Je suis en fauteuil depuis que j’ai vingt ans. Et depuis mes vingt ans j’ai vécu tout un tas de situations, des bonnes comme des mauvaises : est-ce malgré ou parce que nous sommes des êtres humains, mais il y a eu des moments où j’ai sentie être considérée comme moins que ça. C’est maladroit, c’est insidieux, parfois très discret, mais c’est là. Petite liste non-exhaustive de ces moments gênants.
Des situations
Il y a eu bien des fois où je me suis retrouvée dans des lieux censés être publics, devant ou à l’intérieur desquels j’ai dû faire demi-tour à cause de marches infranchissables, de monte-charges en panne ou d’ascenseurs en maintenance. Devoir renoncer à aller à un endroit auquel tous les autres ont accès, et ne s’en rendre compte qu’une fois sur place, c’est pire que de le savoir en avance. Parce qu’on se retrouve sur le fait, pris de court, et disons-le : on se sent bête.

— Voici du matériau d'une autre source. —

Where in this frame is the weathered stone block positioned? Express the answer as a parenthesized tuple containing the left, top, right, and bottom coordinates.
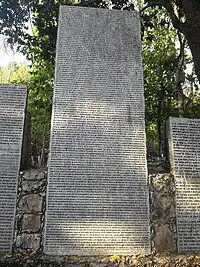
(22, 169, 46, 180)
(18, 194, 43, 212)
(154, 195, 174, 222)
(149, 173, 177, 254)
(21, 179, 45, 192)
(16, 233, 41, 250)
(154, 225, 175, 253)
(22, 214, 41, 232)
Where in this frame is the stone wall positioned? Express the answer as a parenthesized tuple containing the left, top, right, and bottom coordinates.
(168, 117, 200, 252)
(149, 173, 177, 254)
(13, 169, 47, 253)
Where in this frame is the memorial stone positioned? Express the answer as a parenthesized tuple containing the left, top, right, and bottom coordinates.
(168, 117, 200, 252)
(0, 84, 27, 252)
(45, 6, 150, 255)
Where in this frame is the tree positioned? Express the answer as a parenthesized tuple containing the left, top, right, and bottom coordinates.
(2, 0, 200, 82)
(141, 4, 200, 159)
(1, 0, 199, 162)
(28, 60, 54, 167)
(142, 7, 179, 158)
(143, 0, 200, 82)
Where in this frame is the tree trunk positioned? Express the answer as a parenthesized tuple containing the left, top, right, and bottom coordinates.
(176, 33, 185, 117)
(184, 25, 200, 82)
(157, 87, 165, 159)
(177, 87, 184, 117)
(188, 40, 200, 83)
(181, 2, 200, 82)
(157, 118, 162, 159)
(20, 111, 32, 170)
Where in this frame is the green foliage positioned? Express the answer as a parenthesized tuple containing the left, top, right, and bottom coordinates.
(142, 6, 200, 157)
(0, 62, 29, 84)
(28, 60, 54, 165)
(143, 0, 200, 82)
(142, 7, 179, 156)
(10, 63, 30, 84)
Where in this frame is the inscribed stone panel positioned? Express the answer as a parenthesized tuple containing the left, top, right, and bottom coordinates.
(0, 84, 27, 252)
(168, 117, 200, 252)
(45, 6, 150, 255)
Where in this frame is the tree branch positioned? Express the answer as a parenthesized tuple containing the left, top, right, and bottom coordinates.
(79, 0, 98, 6)
(176, 31, 186, 117)
(141, 0, 187, 34)
(164, 1, 183, 31)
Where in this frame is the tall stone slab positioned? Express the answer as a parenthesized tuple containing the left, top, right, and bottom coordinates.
(45, 6, 150, 255)
(168, 117, 200, 252)
(0, 84, 27, 252)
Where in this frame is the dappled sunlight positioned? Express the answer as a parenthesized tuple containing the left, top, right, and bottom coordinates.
(45, 219, 150, 255)
(53, 99, 129, 127)
(46, 97, 150, 255)
(51, 98, 147, 179)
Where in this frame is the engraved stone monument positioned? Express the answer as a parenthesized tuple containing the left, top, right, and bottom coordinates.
(45, 6, 150, 255)
(0, 84, 27, 252)
(168, 117, 200, 252)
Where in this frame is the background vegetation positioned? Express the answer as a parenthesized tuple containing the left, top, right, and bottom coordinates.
(0, 0, 200, 167)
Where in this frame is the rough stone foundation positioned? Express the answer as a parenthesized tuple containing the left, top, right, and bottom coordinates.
(149, 173, 177, 254)
(13, 169, 48, 253)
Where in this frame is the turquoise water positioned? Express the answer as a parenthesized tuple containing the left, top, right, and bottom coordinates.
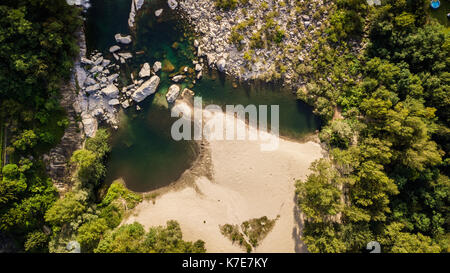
(85, 0, 320, 192)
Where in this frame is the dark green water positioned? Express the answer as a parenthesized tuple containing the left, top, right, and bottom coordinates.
(85, 0, 320, 192)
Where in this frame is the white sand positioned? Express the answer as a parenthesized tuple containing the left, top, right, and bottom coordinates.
(125, 105, 323, 252)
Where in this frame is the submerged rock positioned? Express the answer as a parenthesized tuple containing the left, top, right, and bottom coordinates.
(131, 75, 160, 102)
(166, 84, 180, 103)
(162, 59, 175, 73)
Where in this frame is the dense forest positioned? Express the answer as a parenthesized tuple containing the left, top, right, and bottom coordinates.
(296, 0, 449, 253)
(0, 0, 205, 253)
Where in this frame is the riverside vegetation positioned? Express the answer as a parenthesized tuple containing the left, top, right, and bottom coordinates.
(0, 0, 448, 253)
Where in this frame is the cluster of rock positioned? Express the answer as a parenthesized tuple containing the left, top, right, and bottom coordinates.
(66, 0, 91, 10)
(74, 31, 163, 138)
(179, 0, 326, 86)
(128, 0, 145, 28)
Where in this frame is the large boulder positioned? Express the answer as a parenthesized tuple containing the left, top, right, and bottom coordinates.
(81, 114, 98, 138)
(139, 63, 151, 78)
(166, 84, 180, 104)
(102, 84, 119, 98)
(85, 83, 100, 94)
(131, 75, 160, 102)
(114, 34, 132, 44)
(216, 58, 226, 72)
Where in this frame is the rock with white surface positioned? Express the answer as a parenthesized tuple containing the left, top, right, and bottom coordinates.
(166, 84, 180, 103)
(131, 75, 160, 102)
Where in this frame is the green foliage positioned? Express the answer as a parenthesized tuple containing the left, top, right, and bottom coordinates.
(24, 231, 49, 253)
(77, 218, 109, 253)
(71, 149, 105, 186)
(296, 159, 342, 223)
(100, 180, 142, 210)
(297, 0, 449, 253)
(214, 0, 238, 10)
(0, 0, 80, 252)
(70, 129, 111, 187)
(95, 221, 206, 253)
(44, 190, 87, 228)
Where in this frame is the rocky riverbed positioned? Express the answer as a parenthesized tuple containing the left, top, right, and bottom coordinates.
(179, 0, 329, 87)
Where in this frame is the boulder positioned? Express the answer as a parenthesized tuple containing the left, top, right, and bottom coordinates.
(81, 57, 93, 65)
(101, 59, 111, 67)
(216, 58, 226, 72)
(107, 73, 119, 83)
(155, 9, 163, 17)
(166, 84, 180, 103)
(172, 75, 185, 82)
(139, 63, 151, 78)
(131, 75, 160, 102)
(81, 114, 98, 138)
(153, 61, 162, 73)
(109, 45, 121, 53)
(84, 77, 97, 87)
(118, 52, 133, 60)
(93, 56, 103, 66)
(195, 64, 203, 71)
(85, 83, 100, 94)
(108, 99, 120, 106)
(101, 84, 119, 98)
(168, 0, 178, 10)
(114, 34, 132, 44)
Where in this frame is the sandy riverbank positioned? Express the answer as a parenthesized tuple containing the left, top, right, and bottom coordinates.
(124, 104, 323, 252)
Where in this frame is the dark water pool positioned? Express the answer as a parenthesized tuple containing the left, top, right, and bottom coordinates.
(85, 0, 321, 192)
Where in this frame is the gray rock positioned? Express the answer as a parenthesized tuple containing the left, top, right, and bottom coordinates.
(166, 84, 180, 103)
(216, 58, 226, 72)
(81, 114, 98, 138)
(172, 75, 185, 82)
(168, 0, 178, 9)
(93, 56, 103, 66)
(81, 57, 93, 65)
(155, 9, 163, 16)
(118, 52, 133, 60)
(101, 84, 119, 98)
(107, 73, 119, 82)
(108, 99, 120, 106)
(109, 45, 121, 53)
(102, 59, 111, 67)
(121, 100, 130, 109)
(114, 34, 132, 44)
(139, 63, 151, 78)
(153, 61, 162, 73)
(85, 83, 100, 94)
(195, 64, 203, 71)
(131, 75, 160, 102)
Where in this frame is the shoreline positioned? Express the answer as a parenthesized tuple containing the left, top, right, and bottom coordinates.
(123, 101, 324, 252)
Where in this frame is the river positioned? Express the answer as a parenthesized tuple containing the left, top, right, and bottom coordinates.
(84, 0, 321, 192)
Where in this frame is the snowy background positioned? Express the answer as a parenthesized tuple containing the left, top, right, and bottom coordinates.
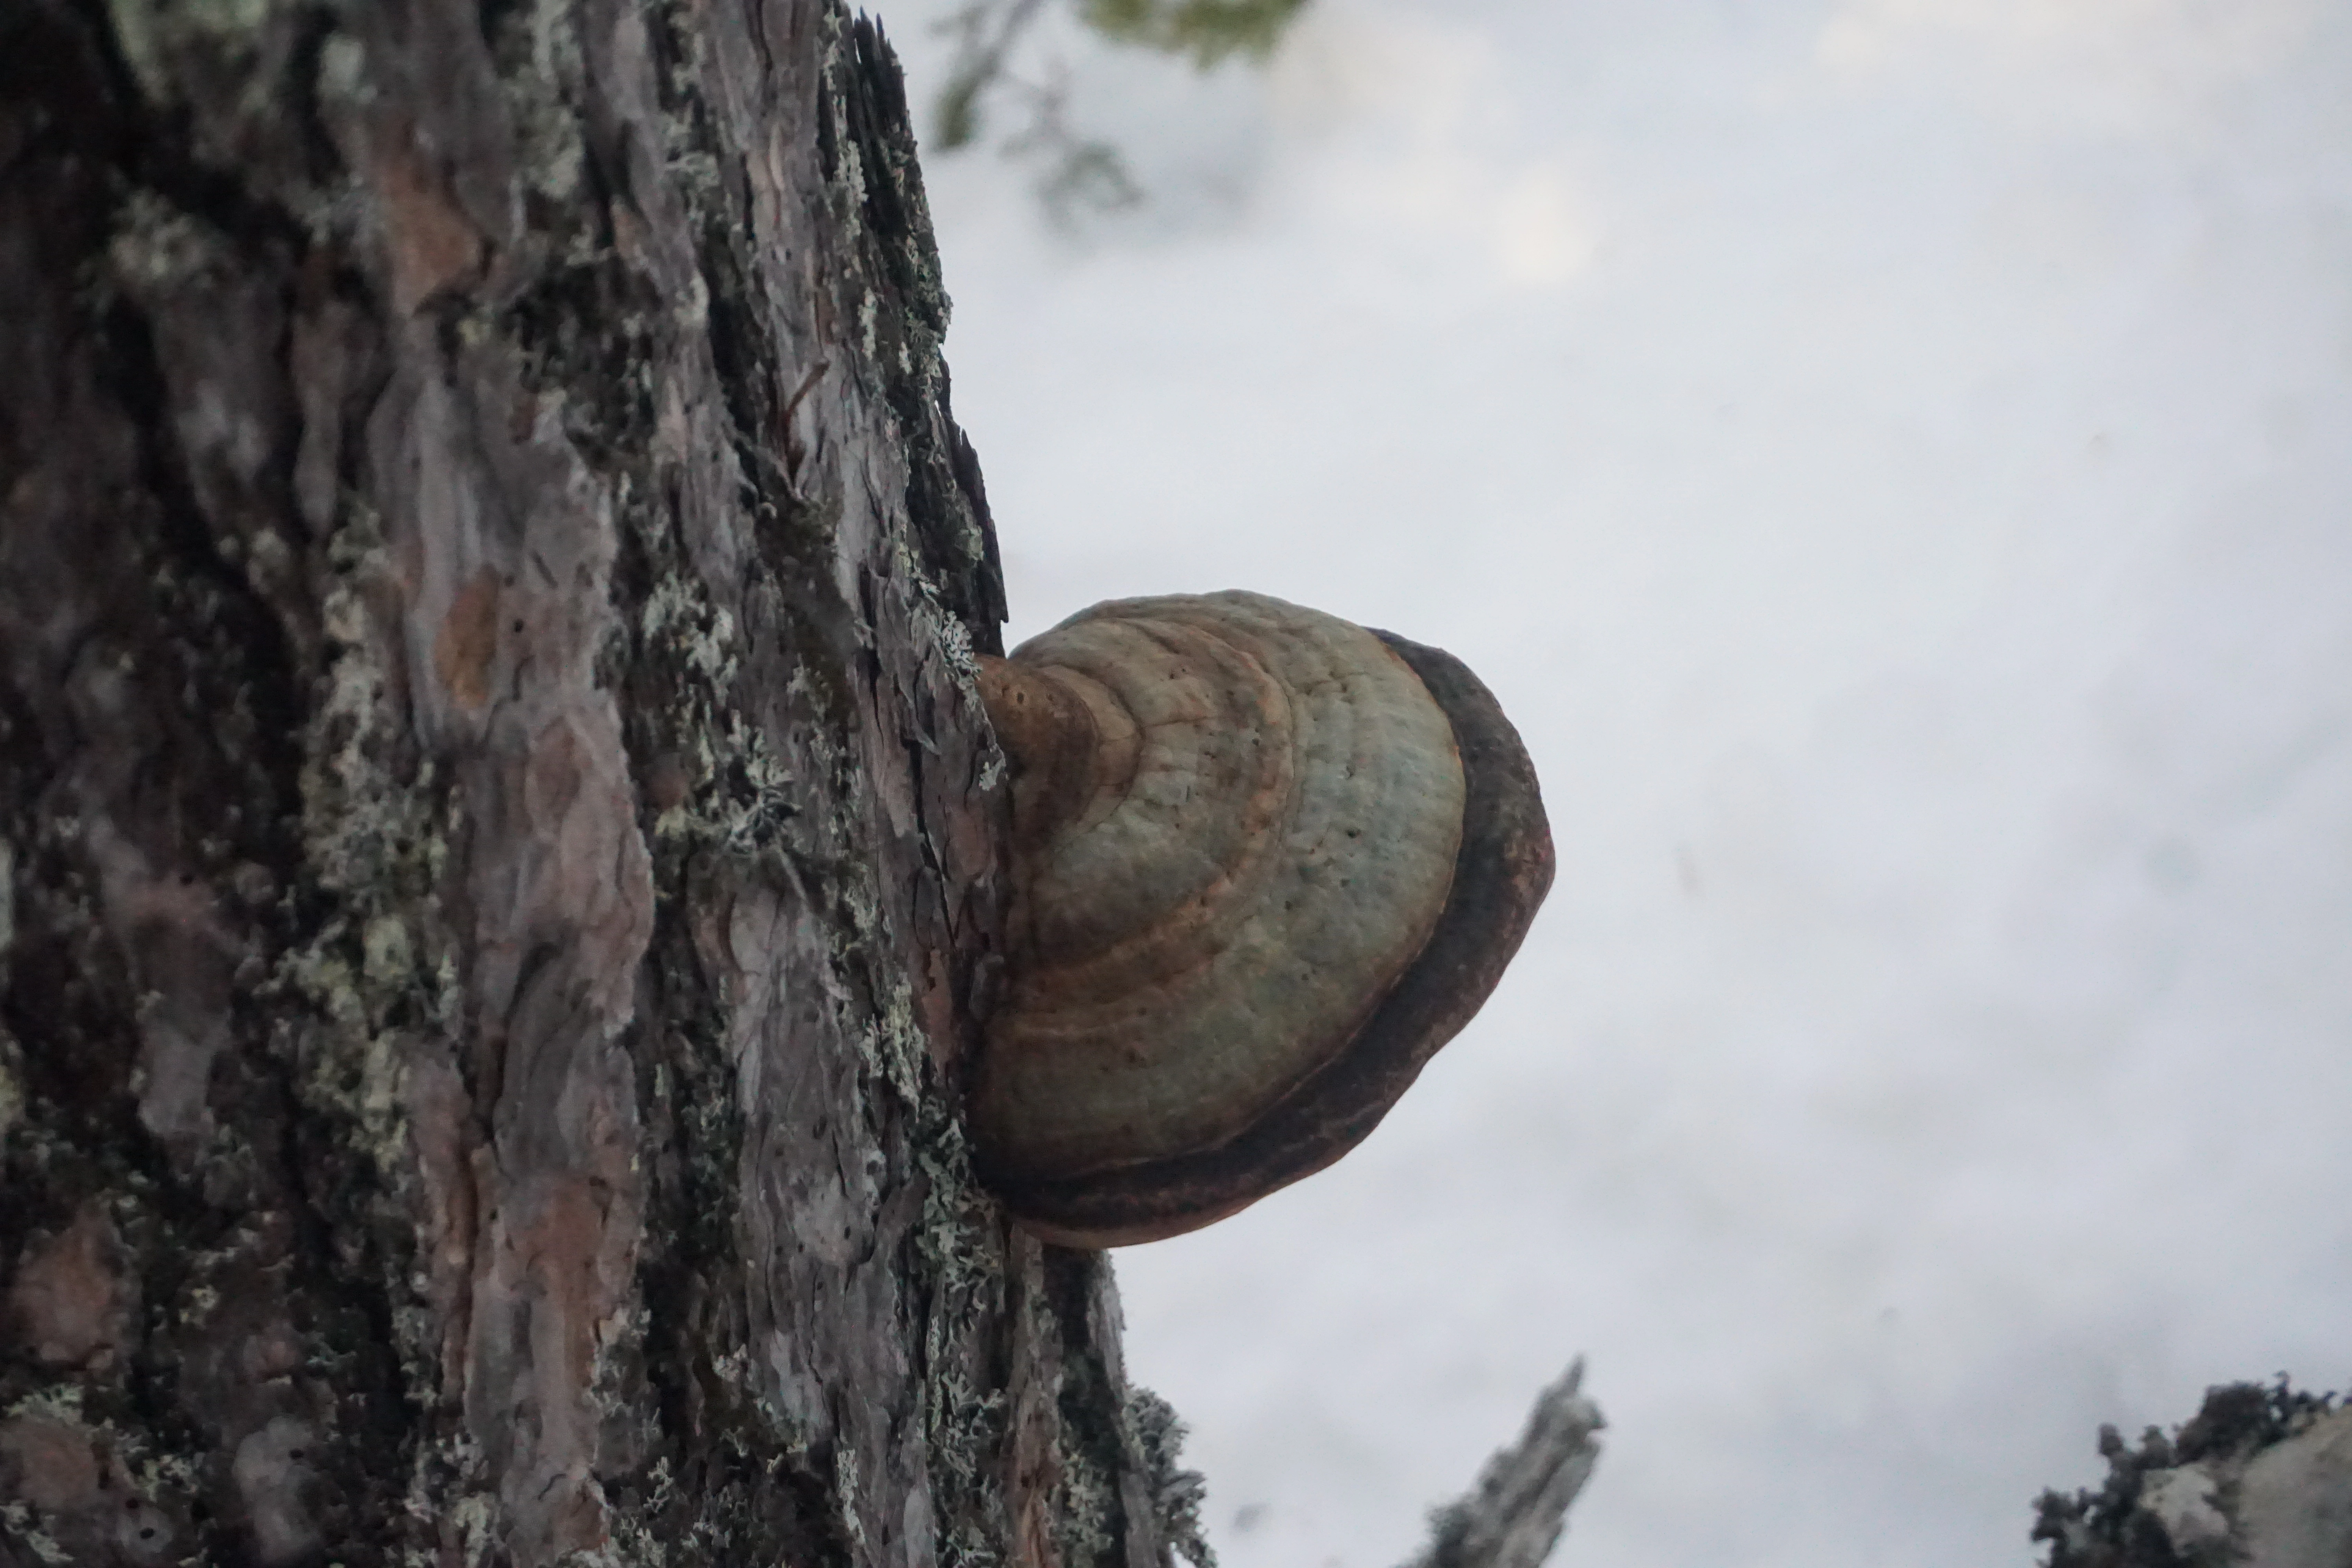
(885, 2, 2352, 1564)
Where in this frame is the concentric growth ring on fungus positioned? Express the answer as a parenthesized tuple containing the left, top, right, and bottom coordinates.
(970, 591, 1554, 1248)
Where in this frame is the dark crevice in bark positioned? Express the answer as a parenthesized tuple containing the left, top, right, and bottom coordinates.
(266, 1072, 416, 1560)
(0, 883, 143, 1163)
(1040, 1249, 1140, 1568)
(840, 20, 936, 332)
(88, 292, 309, 829)
(38, 0, 321, 277)
(828, 17, 1009, 654)
(943, 380, 1007, 643)
(278, 6, 344, 191)
(502, 253, 662, 467)
(1, 4, 136, 176)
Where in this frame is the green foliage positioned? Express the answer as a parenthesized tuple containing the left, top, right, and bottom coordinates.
(934, 0, 1047, 152)
(930, 0, 1307, 213)
(1078, 0, 1305, 67)
(936, 63, 988, 150)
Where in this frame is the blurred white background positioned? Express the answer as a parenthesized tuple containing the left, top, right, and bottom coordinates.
(888, 2, 2352, 1563)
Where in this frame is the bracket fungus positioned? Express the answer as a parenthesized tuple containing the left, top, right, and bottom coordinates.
(970, 591, 1554, 1247)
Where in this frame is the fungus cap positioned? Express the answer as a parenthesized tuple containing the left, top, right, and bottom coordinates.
(972, 591, 1553, 1247)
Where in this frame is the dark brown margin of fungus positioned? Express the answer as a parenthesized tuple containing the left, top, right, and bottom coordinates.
(985, 631, 1557, 1248)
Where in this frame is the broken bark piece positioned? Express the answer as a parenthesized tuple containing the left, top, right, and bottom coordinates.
(2034, 1379, 2352, 1568)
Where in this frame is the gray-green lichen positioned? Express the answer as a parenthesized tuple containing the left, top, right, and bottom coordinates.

C’est comme si la société toute entière avec ses bâtiments inadaptés nous rejetait parce que nous ne sommes pas assez nombreux pour que des efforts soient fait. Nous ne sommes pas assez « importants » pour que les choses changent. Et j’ai beau assumer mon handicap, être okay avec le fait d’être en fauteuil, j’ai tout de même le cœur qui se serre quand en plein milieu d’une journée entre copains, en famille ou en amoureux, je me vois obligée de me mettre en retrait parce qu’il y a une activité à laquelle je ne peux participer (certaines attractions dans un parc par exemple, ou une épreuve en plein milieu d’un escape game, un passage spécifique durant une chasse au trésor, etc.)
Des gens
Concernant mon rapport aux valides, je crois que ce qui touche le plus mon ego (et je sais que cette impression est partagée par beaucoup d’autres handi) c’est quand quelqu’un « décide » à ma place. Quand il décide de ce que je peux faire ou non, d’où je peux aller ou non, ou qu’il m’impose la vision qu’il a de moi. Entre ceux qui nous parlent comme si nous avions dix ans, ceux qui n’osent pas nous regarder, ceux qui partent du principe qu’on n’a pas de vie, et ceux qui nous « aident » sans nous demander notre avis, je me dis qu’un jour, je finirai par devenir vraiment associable.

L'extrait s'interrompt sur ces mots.